Creating a new image from the sandbox
Once everything you need is installed inside the container, you need to convert it back to a read-only singularity image with:
singularity build pytorch_final.simg pytorch
Second way: Use recipes
A singularity recipe is a file including specifics about installation software, environment variables, files to add, and container metadata. It is a starting point for designing any custom container. Instead of pulling a container and installing your packages manually, you can specify in this file the packages you want and then build your container from this file.
Here is a toy example of a singularity recipe installing some stuff:
################# Header: Define the base system you want to use ################
# Reference of the kind of base you want to use (e.g., docker, debootstrap, shub).
Bootstrap: docker
# Select the docker image you want to use (Here we choose tensorflow)
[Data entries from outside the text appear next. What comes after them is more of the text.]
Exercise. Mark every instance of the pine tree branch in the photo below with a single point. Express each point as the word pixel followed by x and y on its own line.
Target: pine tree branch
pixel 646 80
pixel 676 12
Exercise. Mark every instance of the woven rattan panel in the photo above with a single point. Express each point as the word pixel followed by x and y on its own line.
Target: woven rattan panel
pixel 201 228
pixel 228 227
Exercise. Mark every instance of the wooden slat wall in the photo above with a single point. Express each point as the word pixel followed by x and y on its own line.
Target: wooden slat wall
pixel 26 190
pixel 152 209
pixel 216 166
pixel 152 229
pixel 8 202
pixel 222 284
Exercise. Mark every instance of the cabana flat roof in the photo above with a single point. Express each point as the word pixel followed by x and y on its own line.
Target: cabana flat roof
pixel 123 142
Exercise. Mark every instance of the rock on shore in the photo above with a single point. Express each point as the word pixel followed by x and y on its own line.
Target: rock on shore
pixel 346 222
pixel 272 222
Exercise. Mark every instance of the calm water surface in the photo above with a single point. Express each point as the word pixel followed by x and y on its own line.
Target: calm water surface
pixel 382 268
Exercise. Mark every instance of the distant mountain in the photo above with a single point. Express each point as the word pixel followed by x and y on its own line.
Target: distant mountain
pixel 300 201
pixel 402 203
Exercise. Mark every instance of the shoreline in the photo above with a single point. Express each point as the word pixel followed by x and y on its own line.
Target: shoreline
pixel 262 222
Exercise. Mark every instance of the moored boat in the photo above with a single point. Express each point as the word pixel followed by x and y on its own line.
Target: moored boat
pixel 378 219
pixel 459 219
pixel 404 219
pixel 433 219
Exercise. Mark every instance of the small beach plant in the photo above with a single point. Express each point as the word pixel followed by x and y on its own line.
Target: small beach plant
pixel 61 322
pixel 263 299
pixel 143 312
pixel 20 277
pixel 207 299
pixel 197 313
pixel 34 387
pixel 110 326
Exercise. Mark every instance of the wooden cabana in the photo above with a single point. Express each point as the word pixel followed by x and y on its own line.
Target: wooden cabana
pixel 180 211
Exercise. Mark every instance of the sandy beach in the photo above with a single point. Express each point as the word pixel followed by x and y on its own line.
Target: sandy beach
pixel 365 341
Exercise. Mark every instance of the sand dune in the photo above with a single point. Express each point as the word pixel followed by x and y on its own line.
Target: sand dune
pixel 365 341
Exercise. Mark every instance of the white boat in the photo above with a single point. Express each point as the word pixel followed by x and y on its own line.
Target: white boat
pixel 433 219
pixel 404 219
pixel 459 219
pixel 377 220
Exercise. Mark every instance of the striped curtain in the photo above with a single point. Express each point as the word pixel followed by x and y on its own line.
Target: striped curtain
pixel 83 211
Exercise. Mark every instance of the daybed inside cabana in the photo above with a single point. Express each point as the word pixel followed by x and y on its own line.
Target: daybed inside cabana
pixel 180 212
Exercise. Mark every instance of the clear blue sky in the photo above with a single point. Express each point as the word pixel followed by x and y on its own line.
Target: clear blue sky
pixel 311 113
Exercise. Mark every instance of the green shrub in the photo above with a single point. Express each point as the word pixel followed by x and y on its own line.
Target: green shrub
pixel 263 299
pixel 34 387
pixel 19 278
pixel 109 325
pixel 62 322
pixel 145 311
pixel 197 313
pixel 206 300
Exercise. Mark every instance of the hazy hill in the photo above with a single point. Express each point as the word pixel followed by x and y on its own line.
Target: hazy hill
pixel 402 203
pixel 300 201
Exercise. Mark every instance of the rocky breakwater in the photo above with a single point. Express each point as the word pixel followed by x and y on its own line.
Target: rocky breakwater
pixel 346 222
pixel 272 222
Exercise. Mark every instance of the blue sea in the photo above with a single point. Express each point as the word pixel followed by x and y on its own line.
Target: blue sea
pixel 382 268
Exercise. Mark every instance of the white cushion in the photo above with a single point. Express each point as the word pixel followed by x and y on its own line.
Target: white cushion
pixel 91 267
From: tensorflow/tensorflow:latest-gpu-py3
################# Section: Defining the system #################################
# Commands in the %post section are executed within the container.
%post
echo "Installing Tools with apt-get"
apt-get update
apt-get install -y cmake libcupti-dev libyaml-dev wget unzip
apt-get clean
echo "Installing things with pip"
pip install tqdm
echo "Creating mount points"
mkdir /dataset
mkdir /tmp_log
mkdir /final_log
# Environment variables that should be sourced at runtime.
%environment
# use bash as default shell
SHELL=/bin/bash
export SHELL
A recipe file contains two parts: the header
and sections
. In the
header
you specify which base system you want to use, it can be any docker
or singularity container. In sections
, you can list the things you want to
install in the subsection post
or list the environment’s variable you need
to source at each runtime in the subsection environment
. For a more detailed
description, please look at the singularity documentation.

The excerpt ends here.